Emma pondered the last year of her life and let out a bitter chuckle. “That might not happen. Hope is hard to give up if you’re lucky—or unlucky—enough to still have it. I hoped for months that I would find Billy alive. The night I accepted I wouldn’t have a happy ending, I was inconsolable. It took days for me to sober up.”

With a weary look, Juan adjusted his cowboy hat on his curls. “We can’t force her inside, Emma.”

“I agree.”

“There’s a big ‘but’ hanging on the end of your comment.”

“Not really. I agree with you. You can’t force her inside. It’s just that the thought of her holed up in an abandoned building with her dead child is heartbreaking. Coming all this way hoping for a cure and there’s not one. Shit. That would have destroyed me.”

Juan pressed his lips together, nodded, and gazed off past Emma.

“This world is shit,” Emma declared. “Absolute shit.”

“I can’t argue with you, but we are trying to make things better for everyone within these walls.”

Emma understood the complexity of the situation. “Why did she think there’s a cure here? Did she say?”

“No. She freaked out when we told her we couldn’t save her kid.”

“I can imagine.”

“Nerit is talking with the others we saved. She wants to find out where the disinformation came from. That group was nearly a hundred people when they started out from outside of Atlanta. They split apart on the way here, but a lot of them died.”

“I can’t even imagine.”

“It’s got me worried that maybe there are more on the way from other locations.”

Emma thought this was a definite possibility if word of the Fort had spread as far as Atlanta. “What if there are?”

Perplexed, Juan lifted his shoulders, hands splayed. “Hell, I don’t know. We got resources for the people we got now in the Fort. Those will last us for a while. We don’t mind taking in people, but...” With a sigh, Juan fell silent.

“You can’t save everyone.”

“Maybe we can. I don’t fuckin’ know. We might be the best chance for people out there.”

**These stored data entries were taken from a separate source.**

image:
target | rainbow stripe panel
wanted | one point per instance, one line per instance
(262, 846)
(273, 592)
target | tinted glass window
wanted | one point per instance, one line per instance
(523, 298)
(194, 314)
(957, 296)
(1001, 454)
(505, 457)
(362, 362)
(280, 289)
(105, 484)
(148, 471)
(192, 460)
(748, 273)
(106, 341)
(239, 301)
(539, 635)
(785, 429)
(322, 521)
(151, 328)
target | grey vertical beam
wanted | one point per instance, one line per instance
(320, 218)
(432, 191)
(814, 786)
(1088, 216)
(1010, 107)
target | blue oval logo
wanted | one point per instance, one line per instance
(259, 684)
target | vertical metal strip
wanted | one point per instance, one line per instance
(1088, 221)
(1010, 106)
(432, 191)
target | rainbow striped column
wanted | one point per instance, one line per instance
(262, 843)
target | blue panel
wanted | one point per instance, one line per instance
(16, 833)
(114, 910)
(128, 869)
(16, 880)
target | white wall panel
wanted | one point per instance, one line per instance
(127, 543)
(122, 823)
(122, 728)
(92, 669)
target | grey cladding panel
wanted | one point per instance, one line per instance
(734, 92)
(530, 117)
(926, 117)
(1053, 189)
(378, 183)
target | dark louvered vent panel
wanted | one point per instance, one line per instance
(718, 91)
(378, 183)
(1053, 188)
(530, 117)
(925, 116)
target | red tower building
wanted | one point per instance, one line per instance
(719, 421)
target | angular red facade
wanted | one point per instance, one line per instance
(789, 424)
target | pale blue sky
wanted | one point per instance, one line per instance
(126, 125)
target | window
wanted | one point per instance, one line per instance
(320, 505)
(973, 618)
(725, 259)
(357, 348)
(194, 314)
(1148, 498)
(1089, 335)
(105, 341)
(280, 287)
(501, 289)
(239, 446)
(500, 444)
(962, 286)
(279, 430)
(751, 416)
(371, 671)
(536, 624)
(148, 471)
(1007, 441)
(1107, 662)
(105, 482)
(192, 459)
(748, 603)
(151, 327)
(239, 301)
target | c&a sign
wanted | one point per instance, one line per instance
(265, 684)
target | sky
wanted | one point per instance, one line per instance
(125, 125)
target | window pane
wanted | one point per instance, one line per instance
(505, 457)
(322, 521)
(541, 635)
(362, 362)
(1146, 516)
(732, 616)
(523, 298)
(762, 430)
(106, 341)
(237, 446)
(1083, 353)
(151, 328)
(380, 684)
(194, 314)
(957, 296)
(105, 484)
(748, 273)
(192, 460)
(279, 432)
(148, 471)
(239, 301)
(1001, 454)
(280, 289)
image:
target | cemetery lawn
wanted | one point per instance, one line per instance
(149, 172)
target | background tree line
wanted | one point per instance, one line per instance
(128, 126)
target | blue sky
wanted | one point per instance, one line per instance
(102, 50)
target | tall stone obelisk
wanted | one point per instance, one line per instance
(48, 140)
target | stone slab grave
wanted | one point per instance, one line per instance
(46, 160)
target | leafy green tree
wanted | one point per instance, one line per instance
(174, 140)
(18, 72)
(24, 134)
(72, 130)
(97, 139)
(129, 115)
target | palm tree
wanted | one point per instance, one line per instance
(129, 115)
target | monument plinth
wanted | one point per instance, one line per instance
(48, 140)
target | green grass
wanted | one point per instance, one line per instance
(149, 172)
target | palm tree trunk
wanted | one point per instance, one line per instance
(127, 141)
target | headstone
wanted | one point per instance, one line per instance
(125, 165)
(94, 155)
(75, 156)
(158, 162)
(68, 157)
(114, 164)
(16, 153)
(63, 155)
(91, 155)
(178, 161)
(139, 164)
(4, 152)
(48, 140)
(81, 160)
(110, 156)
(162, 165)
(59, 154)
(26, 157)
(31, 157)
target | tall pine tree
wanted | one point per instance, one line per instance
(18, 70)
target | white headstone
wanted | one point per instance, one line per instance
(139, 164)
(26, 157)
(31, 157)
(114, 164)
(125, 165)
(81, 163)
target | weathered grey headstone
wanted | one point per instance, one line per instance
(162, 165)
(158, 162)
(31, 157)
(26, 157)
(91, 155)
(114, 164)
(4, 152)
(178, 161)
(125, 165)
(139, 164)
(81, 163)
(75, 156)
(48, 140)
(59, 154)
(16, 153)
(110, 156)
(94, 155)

“We have to save ourselves in the end. You can’t feel responsible for everyone stuck out there.”

“You’re probably right, Em.”

“Juan, I kept waiting for the military to swoop in and rescue me, or show up with a cure. Of course, that never happened. I eventually realized I had to save myself. Hell, the U.S. government probably isn’t even around anymore.”

Juan glanced off to one side as though measuring his next words. “Did you know that what’s left of the federal government is in Galveston, Texas?”